Belligerent now, I asked them to name the war’s biggest operation. Again, the answers were risible. One said D-Day- not a terrible answer just an incorrect one. The second, curiously suggested it was Operation Valkyrie. I quickly downed my second drink though I came close to spitting it up. The third answer was the Battle of the Bulge. The fourth was “El Alamein.” Howlers to say the least.
As I started spinning out of control, I reminded myself of a few things. First, most Americans were raised on propaganda and with regard to the War were likely reading “histories” that actual Nazis wrote. After all, Halder was brought to US by the US Army Historical Division and then, with many fellow Nazi cronies, developed a set of historical studies that met US Cold War needs- including helping create the myth of the “clean Wehrmacht” and diminishing the predominant Soviet role in destroying the Wehrmacht and liberating Europe from Nazis while elevating the American role.

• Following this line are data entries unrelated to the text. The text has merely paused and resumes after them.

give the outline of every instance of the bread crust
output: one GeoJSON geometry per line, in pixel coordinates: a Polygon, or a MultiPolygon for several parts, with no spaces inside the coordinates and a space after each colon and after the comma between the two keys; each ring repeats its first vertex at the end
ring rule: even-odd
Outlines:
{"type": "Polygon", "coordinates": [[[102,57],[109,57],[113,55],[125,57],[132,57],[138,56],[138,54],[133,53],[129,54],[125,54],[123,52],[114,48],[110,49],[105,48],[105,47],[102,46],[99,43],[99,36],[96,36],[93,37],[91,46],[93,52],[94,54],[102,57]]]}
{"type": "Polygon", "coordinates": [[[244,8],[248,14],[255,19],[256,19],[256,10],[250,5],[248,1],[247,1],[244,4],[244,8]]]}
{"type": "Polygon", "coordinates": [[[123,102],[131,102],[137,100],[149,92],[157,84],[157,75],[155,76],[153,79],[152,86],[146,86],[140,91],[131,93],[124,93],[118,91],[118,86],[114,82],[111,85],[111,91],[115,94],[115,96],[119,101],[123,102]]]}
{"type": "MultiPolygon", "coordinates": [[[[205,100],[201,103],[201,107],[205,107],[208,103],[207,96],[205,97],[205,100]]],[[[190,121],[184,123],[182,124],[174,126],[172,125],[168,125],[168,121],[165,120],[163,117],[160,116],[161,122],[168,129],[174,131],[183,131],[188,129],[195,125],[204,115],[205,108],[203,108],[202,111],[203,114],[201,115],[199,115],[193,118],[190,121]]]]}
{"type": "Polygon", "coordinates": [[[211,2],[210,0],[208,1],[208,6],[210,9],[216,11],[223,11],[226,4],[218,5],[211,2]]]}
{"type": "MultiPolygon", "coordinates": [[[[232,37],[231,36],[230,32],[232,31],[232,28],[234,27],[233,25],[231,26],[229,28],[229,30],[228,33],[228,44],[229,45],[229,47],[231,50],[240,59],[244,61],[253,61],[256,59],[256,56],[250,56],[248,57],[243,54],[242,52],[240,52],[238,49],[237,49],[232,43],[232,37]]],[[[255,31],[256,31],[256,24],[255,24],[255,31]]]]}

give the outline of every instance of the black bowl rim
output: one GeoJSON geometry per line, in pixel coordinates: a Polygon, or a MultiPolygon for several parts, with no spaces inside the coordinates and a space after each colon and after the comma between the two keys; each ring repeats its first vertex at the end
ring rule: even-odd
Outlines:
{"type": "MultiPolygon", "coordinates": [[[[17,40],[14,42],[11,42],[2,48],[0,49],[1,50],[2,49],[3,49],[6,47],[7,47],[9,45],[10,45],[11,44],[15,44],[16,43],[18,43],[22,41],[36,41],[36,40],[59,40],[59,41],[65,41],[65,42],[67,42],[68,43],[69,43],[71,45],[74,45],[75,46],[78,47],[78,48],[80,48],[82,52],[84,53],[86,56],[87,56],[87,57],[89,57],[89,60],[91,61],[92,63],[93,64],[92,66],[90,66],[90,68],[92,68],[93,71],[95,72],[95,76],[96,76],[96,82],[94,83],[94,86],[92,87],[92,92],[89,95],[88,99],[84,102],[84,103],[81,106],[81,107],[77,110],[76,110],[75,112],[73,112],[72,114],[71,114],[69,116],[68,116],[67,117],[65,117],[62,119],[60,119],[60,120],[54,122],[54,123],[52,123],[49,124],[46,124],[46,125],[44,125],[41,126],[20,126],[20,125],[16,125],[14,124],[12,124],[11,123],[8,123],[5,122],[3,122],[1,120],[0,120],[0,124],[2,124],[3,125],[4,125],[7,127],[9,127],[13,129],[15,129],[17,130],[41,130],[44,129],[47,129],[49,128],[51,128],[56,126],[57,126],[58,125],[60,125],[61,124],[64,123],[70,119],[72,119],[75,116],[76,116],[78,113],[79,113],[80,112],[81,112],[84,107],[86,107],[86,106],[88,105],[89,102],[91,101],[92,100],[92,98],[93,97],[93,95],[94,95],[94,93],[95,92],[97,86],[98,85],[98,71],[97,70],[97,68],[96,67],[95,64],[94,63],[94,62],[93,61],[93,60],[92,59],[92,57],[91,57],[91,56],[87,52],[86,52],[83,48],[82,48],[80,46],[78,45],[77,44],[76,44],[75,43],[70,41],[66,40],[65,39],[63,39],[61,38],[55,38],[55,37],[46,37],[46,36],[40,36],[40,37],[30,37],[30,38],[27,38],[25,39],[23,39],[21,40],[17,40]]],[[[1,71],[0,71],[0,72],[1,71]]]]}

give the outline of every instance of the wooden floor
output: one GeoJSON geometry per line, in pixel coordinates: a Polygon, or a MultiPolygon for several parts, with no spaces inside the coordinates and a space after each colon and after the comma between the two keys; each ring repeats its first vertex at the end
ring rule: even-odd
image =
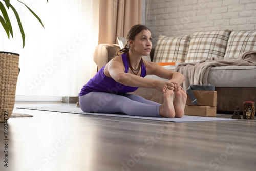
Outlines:
{"type": "Polygon", "coordinates": [[[14,112],[34,117],[8,120],[8,167],[0,123],[1,171],[233,171],[256,167],[255,120],[173,123],[19,109],[14,112]]]}

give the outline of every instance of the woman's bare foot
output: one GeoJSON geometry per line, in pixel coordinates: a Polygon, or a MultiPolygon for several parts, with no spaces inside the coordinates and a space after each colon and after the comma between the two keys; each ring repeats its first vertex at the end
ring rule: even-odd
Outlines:
{"type": "Polygon", "coordinates": [[[175,116],[173,104],[174,91],[168,89],[167,86],[164,86],[162,92],[163,94],[163,104],[160,107],[159,114],[162,117],[173,118],[175,116]]]}
{"type": "Polygon", "coordinates": [[[175,117],[181,118],[184,115],[184,110],[187,100],[186,92],[181,87],[175,90],[175,97],[174,101],[175,117]]]}

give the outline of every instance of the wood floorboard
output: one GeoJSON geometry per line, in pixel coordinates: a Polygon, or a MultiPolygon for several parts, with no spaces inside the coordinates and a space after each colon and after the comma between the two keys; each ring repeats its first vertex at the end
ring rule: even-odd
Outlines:
{"type": "Polygon", "coordinates": [[[256,166],[255,120],[173,123],[16,108],[14,112],[34,117],[8,120],[8,167],[4,165],[0,123],[1,171],[229,171],[254,170],[256,166]]]}

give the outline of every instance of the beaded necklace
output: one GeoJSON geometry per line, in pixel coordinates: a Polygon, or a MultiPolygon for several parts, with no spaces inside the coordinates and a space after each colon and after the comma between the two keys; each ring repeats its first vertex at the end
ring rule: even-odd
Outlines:
{"type": "Polygon", "coordinates": [[[131,71],[132,71],[132,72],[134,74],[135,74],[136,75],[137,75],[137,74],[138,74],[138,73],[140,71],[140,67],[141,66],[141,62],[142,61],[142,58],[141,58],[141,59],[140,60],[140,63],[139,63],[139,67],[138,67],[138,68],[136,69],[134,69],[132,67],[131,65],[131,62],[130,61],[129,54],[128,52],[127,52],[127,53],[126,53],[126,56],[127,56],[127,59],[128,59],[128,64],[129,65],[129,68],[131,69],[131,71]],[[133,71],[137,71],[137,73],[135,73],[133,71]]]}

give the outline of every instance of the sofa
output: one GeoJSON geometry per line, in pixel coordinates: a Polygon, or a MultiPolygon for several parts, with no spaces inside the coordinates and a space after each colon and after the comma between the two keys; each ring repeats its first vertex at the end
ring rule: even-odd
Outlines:
{"type": "MultiPolygon", "coordinates": [[[[118,40],[119,44],[101,44],[96,47],[93,59],[98,70],[123,46],[125,42],[122,45],[118,40]]],[[[214,85],[217,111],[232,113],[237,106],[241,112],[245,101],[256,102],[254,51],[256,32],[227,29],[197,31],[178,36],[160,35],[150,56],[143,57],[160,65],[167,62],[162,67],[183,74],[186,80],[181,86],[185,90],[190,84],[214,85]],[[202,69],[205,64],[207,69],[202,69]]],[[[155,75],[146,78],[164,80],[155,75]]],[[[131,93],[163,102],[162,93],[154,89],[139,88],[131,93]]]]}

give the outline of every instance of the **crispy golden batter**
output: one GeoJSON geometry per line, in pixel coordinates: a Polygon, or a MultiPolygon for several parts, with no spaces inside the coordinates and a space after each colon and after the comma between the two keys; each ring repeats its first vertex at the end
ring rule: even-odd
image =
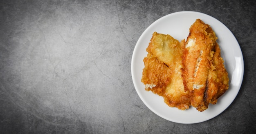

Second, most Americans have no capacity to comprehend numbers and even the minimal capacity they have diminishes as the numbers get larger. The fact that the Soviets had single battles in which they had more killed than the US did in the whole war, in both theaters, is not something the American mind can accept or comprehend.
Third, American exceptionalism and jingoism inevitably posits that they are on the “side of the angels” and contribute more than anyone else to both democracy and freedom; Orwellian to be sure given the American role in deprecating both concepts world-wide for more than a century, with a death toll impossible to tabulate.
I stopped the spin to answer the question, which is not one that is up for debate, at least not in knowledgeable circles. Indeed, Operation Bagration was far and away the largest in the war, effectively destroying Army Group Center and moving the Wehrmacht to the Western bank of the Vistula. The men and materiel amassed, the coordination with partisans, the intricate deception (maskirovka) plans, and the sheer intensity of the operation made even apocalyptic battles look like skirmishes. Bagration was indeed the end of the Reich, which crumbled completely less than a year later.
Operation Bagration was launched on the third anniversary of Barbarossa and was named after Prince Piotr Bagration, who died fighting and defeating Napoleon at the Battle of Borodino in 1812. That the Russians saved Europe, not once but twice, cannot be forgotten and can be remembered with just one word- Bagration.